-
Gość odsłony: 4642
Prawdziwie magiczny wystrój kościoła
W internecie natknęłam się na zdjęcia pięknie, moim zdaniem wystrojonego kościoła.
Chyba sama chciałabym mieć coś takiego, chociaż spotkałam się z opinią koleżanki, że zbyt "grobowo".
Znam ten kościół, chodzę tam na msze z przyjaciółmi, jeśli tylko jestem w Gdańsku, bo to kościół trójmiejskich środowisk twórczych. Śluby tamże też widziałam ;) Rzeczywiście - remont trwa w tym kosciele nieustający, zimno nieziemsko, ciemno, a przez to trochę jakby tymczasowo (a właściwie- poza czasem ), do tego surowy kamienny ołtarz, brak organów (na niedzielnych mszach gra akordeonista-kompozytor - czad ). Za to atmosfera magicza, inteligentny i otwarty proboszcz, znający w dodatku niemal wszystkich ludzi sztuki z trójmiasta.
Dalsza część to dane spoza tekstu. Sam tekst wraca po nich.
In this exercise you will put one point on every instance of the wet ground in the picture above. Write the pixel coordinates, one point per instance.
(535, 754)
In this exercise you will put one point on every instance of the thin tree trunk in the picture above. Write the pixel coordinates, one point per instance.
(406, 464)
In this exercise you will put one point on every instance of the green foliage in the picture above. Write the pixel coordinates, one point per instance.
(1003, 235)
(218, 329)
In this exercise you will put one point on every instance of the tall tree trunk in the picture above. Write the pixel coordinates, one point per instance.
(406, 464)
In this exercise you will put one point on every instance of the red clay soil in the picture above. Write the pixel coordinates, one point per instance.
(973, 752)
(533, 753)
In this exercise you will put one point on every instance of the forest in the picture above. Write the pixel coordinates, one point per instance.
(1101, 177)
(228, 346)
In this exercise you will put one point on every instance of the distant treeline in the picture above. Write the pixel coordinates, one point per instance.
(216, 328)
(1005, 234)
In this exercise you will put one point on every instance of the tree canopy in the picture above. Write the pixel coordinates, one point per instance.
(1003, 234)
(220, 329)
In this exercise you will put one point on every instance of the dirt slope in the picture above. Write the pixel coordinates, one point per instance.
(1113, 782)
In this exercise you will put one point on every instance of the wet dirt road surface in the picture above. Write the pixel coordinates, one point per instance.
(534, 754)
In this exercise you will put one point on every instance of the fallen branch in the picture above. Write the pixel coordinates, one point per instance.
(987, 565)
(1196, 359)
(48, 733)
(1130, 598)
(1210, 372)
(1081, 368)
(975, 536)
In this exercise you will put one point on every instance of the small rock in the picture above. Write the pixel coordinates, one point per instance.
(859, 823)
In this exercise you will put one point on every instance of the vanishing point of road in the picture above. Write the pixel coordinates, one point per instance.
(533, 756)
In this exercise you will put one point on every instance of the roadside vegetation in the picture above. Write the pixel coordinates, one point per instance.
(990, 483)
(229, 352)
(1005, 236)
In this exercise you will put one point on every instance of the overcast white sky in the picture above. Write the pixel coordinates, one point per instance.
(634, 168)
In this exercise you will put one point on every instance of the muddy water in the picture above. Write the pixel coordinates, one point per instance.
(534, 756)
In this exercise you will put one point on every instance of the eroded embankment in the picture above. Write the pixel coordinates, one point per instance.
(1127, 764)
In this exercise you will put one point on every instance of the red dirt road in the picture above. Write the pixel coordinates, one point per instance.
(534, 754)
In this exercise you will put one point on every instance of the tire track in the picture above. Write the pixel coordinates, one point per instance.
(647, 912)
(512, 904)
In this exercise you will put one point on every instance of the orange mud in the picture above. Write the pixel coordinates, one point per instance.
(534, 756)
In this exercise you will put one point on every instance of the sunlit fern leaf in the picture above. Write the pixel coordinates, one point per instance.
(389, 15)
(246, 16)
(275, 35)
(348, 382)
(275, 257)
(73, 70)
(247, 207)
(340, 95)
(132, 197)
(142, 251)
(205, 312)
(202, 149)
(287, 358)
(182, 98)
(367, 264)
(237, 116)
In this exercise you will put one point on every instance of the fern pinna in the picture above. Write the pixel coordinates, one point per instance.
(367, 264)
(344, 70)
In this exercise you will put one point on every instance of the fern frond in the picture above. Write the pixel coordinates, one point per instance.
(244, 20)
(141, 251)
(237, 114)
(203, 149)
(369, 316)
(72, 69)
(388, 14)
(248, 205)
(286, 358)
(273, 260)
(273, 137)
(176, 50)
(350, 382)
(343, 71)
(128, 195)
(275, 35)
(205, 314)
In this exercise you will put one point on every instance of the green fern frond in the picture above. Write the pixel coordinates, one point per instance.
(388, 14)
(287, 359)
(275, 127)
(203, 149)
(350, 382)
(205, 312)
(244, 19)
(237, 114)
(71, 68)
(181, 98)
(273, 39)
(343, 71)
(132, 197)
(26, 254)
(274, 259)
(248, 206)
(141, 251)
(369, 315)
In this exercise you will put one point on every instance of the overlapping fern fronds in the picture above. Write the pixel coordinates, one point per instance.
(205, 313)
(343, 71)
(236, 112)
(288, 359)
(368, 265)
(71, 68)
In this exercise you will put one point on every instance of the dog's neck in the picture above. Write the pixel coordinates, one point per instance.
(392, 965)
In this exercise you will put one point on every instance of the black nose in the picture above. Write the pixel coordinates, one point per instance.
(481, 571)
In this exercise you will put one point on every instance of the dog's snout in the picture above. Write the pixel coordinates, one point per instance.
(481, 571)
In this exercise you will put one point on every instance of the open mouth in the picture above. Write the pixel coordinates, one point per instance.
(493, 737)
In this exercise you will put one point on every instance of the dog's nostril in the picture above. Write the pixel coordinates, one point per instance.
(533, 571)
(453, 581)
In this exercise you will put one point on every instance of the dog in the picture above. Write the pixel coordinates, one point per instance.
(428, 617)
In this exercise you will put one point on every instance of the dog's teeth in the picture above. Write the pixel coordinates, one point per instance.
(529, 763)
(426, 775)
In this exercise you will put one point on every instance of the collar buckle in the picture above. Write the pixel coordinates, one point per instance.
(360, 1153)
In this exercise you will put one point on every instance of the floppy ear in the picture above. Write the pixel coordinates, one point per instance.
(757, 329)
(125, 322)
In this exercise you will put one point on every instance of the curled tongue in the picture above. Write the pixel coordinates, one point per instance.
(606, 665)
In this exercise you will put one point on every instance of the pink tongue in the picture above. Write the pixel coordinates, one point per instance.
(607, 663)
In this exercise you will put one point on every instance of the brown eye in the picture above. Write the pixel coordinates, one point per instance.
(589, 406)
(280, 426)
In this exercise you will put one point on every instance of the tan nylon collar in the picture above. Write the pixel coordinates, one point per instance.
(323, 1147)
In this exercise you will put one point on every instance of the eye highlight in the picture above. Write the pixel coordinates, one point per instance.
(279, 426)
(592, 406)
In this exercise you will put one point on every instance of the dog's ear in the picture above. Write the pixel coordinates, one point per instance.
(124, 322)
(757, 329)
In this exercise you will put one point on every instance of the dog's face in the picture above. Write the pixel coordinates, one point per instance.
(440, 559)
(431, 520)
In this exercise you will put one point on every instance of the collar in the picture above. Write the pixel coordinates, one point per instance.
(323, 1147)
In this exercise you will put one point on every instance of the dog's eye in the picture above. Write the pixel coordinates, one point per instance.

Owocuje to np. niepowtarzalnymi oprawami muzycznymi ślóbów - zjawiają się chociażby śpiewaczka + wiolonczelista (tylko i jest pięknie, kameralnie, intymnie, bez pompatyczności), albo kameralne chóry trójmiejskie. Słowem - często bywa po prostu indywidualnie i pięknie, jak ktoś ma pomysł, to na pewno nikt nie stanie mu tam okoniem w jego realizacji.
Może jestem ciut nieobiektywna, bo mam osobisty sentyment do tego kościoła; ale jest to rzeczywiście "miejsce magiczne", otwierające na preżycia duchowe. A ślub takim na pewno jest :D
A mnie sie podoba prostota. Fajny pomysl, wlaczajac w to drzewka, bardzo wlasnie pasuja do klimatu kosciola.
Tworzy nastroj tajemniczosci, mistycyzmu. Wyglada tak, jakby byli tylko mlodzi, ksiadz i swiadkowie, jak z Szekspira ;) Nie ma calej tej wspolczesnej rozkrzyczanej otoczki slubnej. Bije z tego spokoj, bardzo, bardzo fajny pomysl.
Bylam tam kilka razy ale na koncertach i nie poznalam kosciola.
Ale piekny. Tylko wlasnie tam ciagle trwa remont.
Ja jednak wolę jasne barwy i dużo światła.
Tutaj wyszło moze nie tyle grobowo, co ponuro i smutno.
No, ale to tylko ja.
Jak na ten kosciol ze zdjecia, to kazda dekoracja nie krzyczaca kolorami bylaby grobowa Idei drzewek nie rozumiem trochę ale bylam raz na wieczornym slubie przy prawie wygaszonych światłach i z podgrzewaczami+kilka duzych swiec. Bylo bardzo romantycznie, mimo ze kosciol nowoczesn, choc maly, a mlodzi stapali po czerwonym dywanie ;)
Odpowiedz
Cudownie... :D
Jak ja kocham Gdańsk...
aurelko, jak nie ten, to a pewno znajdziesz inny piękny.
pięknie :D
powiem tak - gdybym brała była ślub w Gdańsku (a to moje rodzinne miasto), to albo w Matemblewie, albo właśnie w kościele św Jana...
To kościół sw. Jana w Gdańsku. Byłam tam nawet wczoraj na mszy ale osobiście poszukam innego bo we wszystkich nawach pełno rusztowań (renowacja,. Kościół otwarty kilka lat temu po raz pierwszy od wojny) i deski zamiast posadzki (utknął mi obcach) Poza tym ziiiiimno wiec na październik to średni pomysł. Natomiast ołtarz jest przepiękny a atmosfera kościoła nieporównywalna do żadnej innej.
OdpowiedzPieknie, tylko trzeba jeszcze znalezc taki kosciol, nie do kazdego cos takiego pasuje.